I've heard a quip from my wife, "When you hear hoofbeats behind you, don't expect to see a zebra." Essentially, you need to know that booth horses and zebras make hoofbeats, but zebras are rare (in the US). It'd be foolish to look for a zebra until you've ruled out the possibility of a horse.
I agree that happens, my point is about the intersection of speciality and expected.
Aka it doesn't always happen but that is the goal.
Honestly disease diagnosis is the one area I could see AI being super helpful in which might lower this burden from extreme memorization to facilitating collecting data for analysis and being a guard on false positives.
AI has had the opposite effect on false positives. Statistically, most patients aren't (that) sick and don't have zebras.

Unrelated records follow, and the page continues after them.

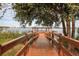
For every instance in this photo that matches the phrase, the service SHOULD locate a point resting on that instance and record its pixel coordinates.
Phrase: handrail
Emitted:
(22, 50)
(69, 40)
(60, 47)
(6, 46)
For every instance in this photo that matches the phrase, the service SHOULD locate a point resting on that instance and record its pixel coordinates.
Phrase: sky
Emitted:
(9, 20)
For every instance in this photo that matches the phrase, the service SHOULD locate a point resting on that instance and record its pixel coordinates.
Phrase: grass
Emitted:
(7, 36)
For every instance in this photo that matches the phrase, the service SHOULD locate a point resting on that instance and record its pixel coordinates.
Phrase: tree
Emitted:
(45, 14)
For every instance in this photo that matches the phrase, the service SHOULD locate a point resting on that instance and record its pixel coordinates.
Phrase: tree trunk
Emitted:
(73, 27)
(64, 26)
(68, 26)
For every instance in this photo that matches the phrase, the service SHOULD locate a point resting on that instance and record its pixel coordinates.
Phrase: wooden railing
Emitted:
(20, 40)
(25, 49)
(59, 41)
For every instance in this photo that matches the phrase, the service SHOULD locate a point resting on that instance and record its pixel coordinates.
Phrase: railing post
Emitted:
(26, 38)
(59, 45)
(0, 49)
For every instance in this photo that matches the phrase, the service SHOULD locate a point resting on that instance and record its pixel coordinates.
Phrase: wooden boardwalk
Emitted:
(41, 47)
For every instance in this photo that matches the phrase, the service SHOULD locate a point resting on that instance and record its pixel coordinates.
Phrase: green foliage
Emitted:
(43, 13)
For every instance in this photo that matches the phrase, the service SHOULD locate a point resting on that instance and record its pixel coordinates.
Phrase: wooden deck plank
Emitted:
(41, 47)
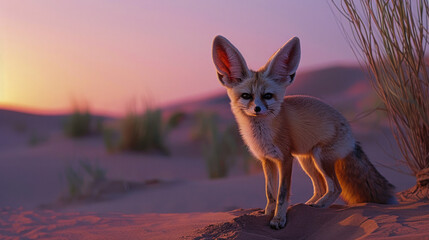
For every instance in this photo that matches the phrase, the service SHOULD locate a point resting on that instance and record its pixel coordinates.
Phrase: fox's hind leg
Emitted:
(270, 172)
(285, 170)
(325, 163)
(319, 184)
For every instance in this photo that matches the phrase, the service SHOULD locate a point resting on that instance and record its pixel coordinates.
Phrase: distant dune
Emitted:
(182, 202)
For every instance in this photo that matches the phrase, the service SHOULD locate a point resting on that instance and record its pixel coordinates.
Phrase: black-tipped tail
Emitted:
(361, 182)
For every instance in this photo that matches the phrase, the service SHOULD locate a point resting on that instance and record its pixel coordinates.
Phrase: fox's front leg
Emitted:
(285, 170)
(270, 172)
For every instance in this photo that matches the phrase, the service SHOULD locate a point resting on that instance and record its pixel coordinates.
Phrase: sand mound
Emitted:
(368, 221)
(337, 222)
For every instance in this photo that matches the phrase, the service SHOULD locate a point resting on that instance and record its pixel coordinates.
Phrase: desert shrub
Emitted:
(174, 120)
(391, 37)
(78, 124)
(110, 139)
(143, 132)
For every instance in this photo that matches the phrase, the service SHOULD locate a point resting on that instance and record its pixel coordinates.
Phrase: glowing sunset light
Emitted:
(109, 53)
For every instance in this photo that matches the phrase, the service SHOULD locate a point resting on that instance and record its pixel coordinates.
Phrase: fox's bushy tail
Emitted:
(361, 182)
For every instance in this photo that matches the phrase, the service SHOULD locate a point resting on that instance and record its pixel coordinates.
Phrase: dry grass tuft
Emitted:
(390, 38)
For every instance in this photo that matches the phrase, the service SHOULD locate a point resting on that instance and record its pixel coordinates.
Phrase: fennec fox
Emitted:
(277, 128)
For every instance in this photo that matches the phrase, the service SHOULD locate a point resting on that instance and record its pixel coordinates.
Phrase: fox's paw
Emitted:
(278, 223)
(269, 209)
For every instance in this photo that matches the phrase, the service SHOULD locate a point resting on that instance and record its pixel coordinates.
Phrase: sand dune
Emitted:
(184, 203)
(363, 221)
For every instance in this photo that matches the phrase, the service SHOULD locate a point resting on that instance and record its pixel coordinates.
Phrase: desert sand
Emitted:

Taking radiology as an example (because that's my specialty) ~90% of studies are normal and some types (e.g. CT for pulmonary embolism, CT for transient ischemic attack/vertigo) are closer to 98-99% normal.
Every diagnostic AI application I've seen implemented as of 2023 that merely replicates the work of a human has done nothing but increase false positives.
The extreme class imbalance makes this a non-trivial problem.
That makes more sense. I interpreted the "catch" quote to mean that doctors are expected to literally come down with any contagious disease within their specialty.
From my experience they don't. If you have any problem off the beaten path you may spend years and multiple doctors to figure out what's going on.